80 Millionen Passagiere bereisen jedes Jahr die Ostsee auf  Kreuzfahrtschiffen und Passagierfähren. Ein Viertel aller an Bord produzierten Abwässer entsteht auf internationalen Kreuzfahrtschiffen und wird zum Großteil in die Ostsee entsorgt, ohne dass darin enthaltene Nährstoffe entfernt werden. Nach WWF Angaben gelangen durch bis zu 100 Millionen Klospülungen und Schmutzwasser aus Passagierschiffen jährlich schätzungsweise 340  Tonnen Stickstoff und 112 Tonnen Phosphor ins Meerwasser und beschleunigen die Überdüngung der Ostsee. In der Folge bilden sich Algenteppiche und sauerstoffarme Todeszonen am Meeresboden, so dass biologischer und wirtschaftlicher Schaden für die Meeresumwelt und Küstengebiete entsteht.

„Es müssen endlich verbindliche Grenzwerte für den Nährstoffeintrag aus Abwässern der Passagierschifffahrt festgelegt werden“ fordert Jochen Lamp, Ostsee-Experte des WWF. „Dann müssen  die Schiffe mit entsprechend leistungsfähigen Anlagen ausgerüstet und für den Verkehr auf der Ostsee zugelassen werden.“Die durchschnittliche Kapazität eines Kreuzfahrtschiffes, die anfallenden Abwässer zu lagern, liegt bei ein bis drei Tagen.
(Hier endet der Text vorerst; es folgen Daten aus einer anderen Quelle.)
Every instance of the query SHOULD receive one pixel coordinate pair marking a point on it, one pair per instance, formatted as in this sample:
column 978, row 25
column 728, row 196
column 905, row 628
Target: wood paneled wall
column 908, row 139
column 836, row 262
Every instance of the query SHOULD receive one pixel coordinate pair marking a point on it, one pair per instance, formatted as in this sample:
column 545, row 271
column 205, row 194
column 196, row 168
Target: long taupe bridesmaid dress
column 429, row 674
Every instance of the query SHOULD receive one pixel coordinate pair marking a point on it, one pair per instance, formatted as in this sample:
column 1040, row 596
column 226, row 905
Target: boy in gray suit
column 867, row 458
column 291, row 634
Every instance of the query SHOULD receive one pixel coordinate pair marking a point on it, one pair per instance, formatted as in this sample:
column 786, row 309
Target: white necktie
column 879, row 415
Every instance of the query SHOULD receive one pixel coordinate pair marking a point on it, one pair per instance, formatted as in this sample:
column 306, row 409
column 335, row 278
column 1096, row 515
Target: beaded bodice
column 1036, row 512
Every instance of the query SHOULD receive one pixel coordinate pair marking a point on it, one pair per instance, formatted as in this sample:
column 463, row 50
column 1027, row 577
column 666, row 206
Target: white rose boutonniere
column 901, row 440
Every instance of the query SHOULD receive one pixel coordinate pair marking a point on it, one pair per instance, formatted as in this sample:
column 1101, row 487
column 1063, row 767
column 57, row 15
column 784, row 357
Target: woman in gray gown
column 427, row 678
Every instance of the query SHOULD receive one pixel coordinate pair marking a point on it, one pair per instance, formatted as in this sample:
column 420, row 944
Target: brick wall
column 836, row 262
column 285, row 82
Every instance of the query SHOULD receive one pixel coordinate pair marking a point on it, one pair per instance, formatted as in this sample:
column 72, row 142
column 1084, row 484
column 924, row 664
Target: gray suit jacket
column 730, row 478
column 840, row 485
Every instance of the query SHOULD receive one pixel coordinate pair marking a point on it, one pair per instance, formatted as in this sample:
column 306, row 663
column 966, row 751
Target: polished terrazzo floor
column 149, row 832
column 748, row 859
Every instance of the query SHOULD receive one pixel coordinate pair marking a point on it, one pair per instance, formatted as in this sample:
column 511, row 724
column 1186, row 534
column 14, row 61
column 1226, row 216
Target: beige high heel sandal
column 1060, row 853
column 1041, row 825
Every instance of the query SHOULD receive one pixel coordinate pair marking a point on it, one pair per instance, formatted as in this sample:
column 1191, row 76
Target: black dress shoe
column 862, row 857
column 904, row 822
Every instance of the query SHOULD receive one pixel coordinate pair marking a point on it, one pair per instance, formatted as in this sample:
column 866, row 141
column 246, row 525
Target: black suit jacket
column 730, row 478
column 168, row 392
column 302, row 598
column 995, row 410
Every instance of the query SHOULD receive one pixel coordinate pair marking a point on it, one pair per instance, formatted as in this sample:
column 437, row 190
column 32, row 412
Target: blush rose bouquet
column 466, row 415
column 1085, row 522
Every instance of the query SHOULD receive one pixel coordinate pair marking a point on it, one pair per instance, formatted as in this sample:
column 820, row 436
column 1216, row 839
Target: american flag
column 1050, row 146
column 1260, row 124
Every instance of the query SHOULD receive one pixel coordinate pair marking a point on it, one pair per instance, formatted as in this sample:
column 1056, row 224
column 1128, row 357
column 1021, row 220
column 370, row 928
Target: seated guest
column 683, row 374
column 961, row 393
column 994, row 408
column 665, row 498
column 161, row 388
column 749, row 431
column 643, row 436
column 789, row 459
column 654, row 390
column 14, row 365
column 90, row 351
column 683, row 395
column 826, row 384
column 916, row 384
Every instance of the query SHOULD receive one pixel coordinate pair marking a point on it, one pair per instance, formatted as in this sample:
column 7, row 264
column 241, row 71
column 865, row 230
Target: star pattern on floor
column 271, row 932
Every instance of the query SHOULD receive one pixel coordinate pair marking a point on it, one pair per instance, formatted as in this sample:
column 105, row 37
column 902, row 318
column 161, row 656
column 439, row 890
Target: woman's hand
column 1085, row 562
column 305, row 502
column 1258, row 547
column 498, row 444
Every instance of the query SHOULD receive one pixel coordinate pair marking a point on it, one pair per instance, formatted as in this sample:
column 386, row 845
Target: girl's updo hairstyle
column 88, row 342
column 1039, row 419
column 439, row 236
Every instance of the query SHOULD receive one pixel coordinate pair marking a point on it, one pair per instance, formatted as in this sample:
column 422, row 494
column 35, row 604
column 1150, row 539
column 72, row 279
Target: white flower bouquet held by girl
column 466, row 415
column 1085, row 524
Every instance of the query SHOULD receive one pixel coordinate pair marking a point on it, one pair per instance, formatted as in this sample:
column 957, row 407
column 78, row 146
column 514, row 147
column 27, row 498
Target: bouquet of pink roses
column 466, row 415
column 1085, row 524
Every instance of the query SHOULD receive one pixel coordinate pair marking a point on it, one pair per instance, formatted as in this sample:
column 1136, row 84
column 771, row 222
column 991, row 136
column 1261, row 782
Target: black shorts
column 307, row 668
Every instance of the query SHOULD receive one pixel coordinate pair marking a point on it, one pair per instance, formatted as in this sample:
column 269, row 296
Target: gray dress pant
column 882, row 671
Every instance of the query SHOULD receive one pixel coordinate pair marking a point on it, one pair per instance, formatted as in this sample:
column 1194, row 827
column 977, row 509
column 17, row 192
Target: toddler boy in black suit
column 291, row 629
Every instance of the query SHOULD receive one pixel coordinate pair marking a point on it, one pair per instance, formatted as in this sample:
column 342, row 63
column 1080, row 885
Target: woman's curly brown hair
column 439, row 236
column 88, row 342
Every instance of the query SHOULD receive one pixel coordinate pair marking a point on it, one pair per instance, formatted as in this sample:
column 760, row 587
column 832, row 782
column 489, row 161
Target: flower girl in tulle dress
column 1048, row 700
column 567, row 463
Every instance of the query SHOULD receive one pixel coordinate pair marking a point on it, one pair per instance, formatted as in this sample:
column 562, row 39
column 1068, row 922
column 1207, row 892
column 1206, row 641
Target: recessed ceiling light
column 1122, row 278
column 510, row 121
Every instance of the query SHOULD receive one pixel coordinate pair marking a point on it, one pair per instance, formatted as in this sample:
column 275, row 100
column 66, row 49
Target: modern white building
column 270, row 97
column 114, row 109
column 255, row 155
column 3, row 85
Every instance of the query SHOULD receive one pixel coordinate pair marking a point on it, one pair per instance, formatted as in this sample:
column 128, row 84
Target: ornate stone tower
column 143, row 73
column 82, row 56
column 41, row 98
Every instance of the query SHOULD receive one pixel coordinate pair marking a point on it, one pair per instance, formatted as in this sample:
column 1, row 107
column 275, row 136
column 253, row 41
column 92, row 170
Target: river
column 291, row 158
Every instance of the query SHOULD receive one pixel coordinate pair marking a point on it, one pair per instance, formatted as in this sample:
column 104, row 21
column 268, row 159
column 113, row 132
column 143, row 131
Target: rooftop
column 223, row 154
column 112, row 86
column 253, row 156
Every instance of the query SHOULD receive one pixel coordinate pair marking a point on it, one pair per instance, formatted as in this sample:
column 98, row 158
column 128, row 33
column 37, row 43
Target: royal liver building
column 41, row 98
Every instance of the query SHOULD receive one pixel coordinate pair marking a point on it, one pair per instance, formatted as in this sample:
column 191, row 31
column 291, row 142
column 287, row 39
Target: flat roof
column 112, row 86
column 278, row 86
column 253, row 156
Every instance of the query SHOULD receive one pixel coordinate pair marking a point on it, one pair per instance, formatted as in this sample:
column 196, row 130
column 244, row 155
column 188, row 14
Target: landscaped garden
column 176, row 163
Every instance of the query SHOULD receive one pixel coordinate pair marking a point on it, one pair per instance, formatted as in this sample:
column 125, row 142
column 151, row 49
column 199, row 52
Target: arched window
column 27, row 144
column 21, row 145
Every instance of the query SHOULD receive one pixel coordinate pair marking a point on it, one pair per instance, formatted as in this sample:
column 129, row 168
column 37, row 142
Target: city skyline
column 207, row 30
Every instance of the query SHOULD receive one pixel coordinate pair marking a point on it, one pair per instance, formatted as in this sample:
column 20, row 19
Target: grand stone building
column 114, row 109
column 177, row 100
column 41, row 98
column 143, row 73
Mit Helsinki, Kopenhagen und Visby bieten derzeit lediglich drei von mehr als zwanzig Kreuzfahrthäfen rund um die Ostsee geeignete Entsorgungsanlagen für Abwässer an. „Auch die deutschen Häfen haben Nachholbedarf bei der Logistik für Abwasserentsorgung“ sagte Jochen Lamp weiter. Benötigt würden leistungsfähige Anschlüsse  ans örtliche Abwassersystem  für die Anlegeplätze, um große Abwassermengen in kurzen Liegezeiten entsorgen zu können.

Als positives Zeichen der IMO-Konferenz wertet der WWF die Ankündigung der Mittelmeeranrainerstaaten, ebenfalls strengere Regeln für Abwasserreinigung auch im Mittelmeer beantragen zu wollen. Auch über die Regelung für die Ostsee soll auf der nächsten IMO-Konferenz  Ende September erneut befunden werden.